En Argentina se compara mucho a Manu Ginóbili con Leo Messi. Y creo que es una comparación desacertada.
La entiendo. La respeto. Pero no es correcta. Messi es el mejor en su deporte. El mejor en la actualidad y uno de los mejores de siempre. Manu, no.
Es el mejor argentino de la historia. Sí. Es uno de los mejores extranjeros de la historia de la NBA y de la Euroliga. Sí. Pero no es uno de los mejores de siempre. Hay varios jugadores de baloncesto que fueron mejores que él durante su carrera. Y hay decenas que le superan en la historia de este deporte.

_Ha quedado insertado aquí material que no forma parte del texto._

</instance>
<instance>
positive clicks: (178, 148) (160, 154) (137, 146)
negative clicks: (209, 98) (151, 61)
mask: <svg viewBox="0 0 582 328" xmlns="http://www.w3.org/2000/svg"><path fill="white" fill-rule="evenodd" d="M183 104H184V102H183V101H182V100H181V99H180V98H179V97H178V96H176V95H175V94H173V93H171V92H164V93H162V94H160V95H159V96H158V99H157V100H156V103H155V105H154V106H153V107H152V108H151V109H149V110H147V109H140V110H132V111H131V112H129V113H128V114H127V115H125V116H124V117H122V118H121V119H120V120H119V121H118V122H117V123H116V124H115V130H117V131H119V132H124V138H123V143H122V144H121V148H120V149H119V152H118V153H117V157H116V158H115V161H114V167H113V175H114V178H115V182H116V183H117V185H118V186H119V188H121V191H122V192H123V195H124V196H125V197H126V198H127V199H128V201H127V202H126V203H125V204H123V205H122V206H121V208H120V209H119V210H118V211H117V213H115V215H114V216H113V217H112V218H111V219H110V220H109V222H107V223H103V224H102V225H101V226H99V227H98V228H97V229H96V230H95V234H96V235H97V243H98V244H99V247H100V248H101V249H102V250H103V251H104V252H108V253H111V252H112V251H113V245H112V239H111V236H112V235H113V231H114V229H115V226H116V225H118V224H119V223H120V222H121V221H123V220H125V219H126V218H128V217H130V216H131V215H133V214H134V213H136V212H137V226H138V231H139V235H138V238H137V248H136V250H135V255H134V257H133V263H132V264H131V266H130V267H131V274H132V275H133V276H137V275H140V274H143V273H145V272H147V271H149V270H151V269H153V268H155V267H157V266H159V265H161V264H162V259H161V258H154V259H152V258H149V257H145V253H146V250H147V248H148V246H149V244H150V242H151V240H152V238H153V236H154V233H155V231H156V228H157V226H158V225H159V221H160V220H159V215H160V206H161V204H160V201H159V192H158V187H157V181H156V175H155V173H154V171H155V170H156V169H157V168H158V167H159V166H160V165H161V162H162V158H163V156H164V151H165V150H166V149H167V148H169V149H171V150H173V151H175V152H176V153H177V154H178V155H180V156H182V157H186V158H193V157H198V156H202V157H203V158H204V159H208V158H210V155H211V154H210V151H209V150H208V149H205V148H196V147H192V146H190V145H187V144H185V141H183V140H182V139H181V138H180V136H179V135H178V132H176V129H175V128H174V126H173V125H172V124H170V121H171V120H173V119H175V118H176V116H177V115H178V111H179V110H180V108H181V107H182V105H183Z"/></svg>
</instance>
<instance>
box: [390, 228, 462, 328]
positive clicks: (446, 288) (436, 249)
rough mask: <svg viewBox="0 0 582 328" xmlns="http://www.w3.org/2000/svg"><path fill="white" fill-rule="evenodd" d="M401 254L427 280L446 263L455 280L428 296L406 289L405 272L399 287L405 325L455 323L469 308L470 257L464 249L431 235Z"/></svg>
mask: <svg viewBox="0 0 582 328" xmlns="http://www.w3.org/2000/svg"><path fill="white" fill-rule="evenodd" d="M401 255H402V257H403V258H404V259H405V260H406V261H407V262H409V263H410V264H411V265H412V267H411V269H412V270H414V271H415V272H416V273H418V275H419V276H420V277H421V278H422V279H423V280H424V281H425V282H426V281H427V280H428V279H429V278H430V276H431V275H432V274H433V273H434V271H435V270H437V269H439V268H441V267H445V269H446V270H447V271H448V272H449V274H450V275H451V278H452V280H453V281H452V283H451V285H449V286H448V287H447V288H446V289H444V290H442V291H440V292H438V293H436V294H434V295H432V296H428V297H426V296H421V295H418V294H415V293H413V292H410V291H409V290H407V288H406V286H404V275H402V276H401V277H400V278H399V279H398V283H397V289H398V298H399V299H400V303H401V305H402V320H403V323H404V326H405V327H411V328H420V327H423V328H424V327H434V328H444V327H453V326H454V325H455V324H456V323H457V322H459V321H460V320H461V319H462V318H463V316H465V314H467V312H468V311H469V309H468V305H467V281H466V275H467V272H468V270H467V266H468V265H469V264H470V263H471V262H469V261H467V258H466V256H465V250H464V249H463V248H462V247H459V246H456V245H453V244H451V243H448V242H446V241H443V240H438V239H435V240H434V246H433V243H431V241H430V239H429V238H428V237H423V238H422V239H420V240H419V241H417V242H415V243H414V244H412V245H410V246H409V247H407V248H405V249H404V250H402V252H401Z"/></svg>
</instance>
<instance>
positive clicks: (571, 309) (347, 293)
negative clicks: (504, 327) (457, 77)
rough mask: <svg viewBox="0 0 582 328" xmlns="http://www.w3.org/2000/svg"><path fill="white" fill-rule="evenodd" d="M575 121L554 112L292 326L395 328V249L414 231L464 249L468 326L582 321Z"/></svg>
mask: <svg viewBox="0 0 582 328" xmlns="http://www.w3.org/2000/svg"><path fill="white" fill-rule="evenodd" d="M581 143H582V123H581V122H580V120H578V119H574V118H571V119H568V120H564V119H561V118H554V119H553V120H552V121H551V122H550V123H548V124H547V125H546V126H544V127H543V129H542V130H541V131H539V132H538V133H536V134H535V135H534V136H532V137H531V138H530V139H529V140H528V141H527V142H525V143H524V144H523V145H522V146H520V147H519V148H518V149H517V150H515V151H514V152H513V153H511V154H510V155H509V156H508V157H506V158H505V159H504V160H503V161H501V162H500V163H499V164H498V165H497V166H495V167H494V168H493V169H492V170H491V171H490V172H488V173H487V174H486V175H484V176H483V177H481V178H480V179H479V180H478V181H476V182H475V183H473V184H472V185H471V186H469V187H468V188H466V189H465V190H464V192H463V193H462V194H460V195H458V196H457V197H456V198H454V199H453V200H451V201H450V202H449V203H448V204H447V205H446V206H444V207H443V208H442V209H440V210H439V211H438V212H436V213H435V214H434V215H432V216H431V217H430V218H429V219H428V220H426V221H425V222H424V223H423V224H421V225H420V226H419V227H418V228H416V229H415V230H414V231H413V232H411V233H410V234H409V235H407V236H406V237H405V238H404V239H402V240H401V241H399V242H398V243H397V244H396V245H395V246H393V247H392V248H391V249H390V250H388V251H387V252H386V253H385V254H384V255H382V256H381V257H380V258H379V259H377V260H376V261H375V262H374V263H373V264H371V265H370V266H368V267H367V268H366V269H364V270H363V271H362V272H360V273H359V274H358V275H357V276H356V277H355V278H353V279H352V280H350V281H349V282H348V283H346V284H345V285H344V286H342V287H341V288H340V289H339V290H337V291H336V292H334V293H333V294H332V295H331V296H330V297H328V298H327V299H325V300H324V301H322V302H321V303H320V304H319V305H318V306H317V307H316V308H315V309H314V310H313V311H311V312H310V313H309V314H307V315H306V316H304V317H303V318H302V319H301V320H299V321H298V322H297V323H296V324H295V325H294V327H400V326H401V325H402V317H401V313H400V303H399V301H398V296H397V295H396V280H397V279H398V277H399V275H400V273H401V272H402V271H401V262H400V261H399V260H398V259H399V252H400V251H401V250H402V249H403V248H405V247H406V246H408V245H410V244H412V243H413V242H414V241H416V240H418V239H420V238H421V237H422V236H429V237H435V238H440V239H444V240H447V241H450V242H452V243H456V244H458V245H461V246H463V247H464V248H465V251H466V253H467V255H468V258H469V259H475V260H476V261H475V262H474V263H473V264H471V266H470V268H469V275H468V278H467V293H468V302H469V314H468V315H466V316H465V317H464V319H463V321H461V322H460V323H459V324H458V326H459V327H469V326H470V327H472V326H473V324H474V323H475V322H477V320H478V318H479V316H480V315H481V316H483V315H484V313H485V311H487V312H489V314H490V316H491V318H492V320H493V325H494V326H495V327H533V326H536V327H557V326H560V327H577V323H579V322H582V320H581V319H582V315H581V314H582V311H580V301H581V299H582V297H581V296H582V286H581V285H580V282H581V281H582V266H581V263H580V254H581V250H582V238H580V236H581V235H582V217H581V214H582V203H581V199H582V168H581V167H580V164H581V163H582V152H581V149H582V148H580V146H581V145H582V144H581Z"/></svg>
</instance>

Lo que intento con esta reflexión no es quitarle méritos a un jugador extraordinario que merece todos los homenajes que está recibiendo. Simplemente pretendo darle su lugar en la historia.
Por sus características físicas, por su forma de entender el deporte, por la forma de congeniar con sus compañeros en la cancha… por todo eso y mucho más, Manu se convirtió en mito antes de retirarse.
Por eso, por sus cuatro anillos y sus medallas con Argentina.
Sin embargo, no debemos olvidarnos de que nunca promedió en una temporada NBA más de veinte puntos por partido. No debemos olvidarnos de que su media de puntos es de 13.3 por partido en los 1057 encuentros de temporada regular que disputó.
No debemos olvidarnos de que nunca fue elegido el mejor de su equipo en unas Finales NBA. No debemos olvidarnos de que nunca fue elegido en un mejor quinteto de la NBA.
No debemos olvidarnos de que en su equipo siempre hubo jugadores mejores que él (Tim Duncan, Kawhi Leonard).
En resumidas cuentas. Que sí, que Manu Ginóbili ha sido muy bueno. Pero en su contexto. Que nadie se pase.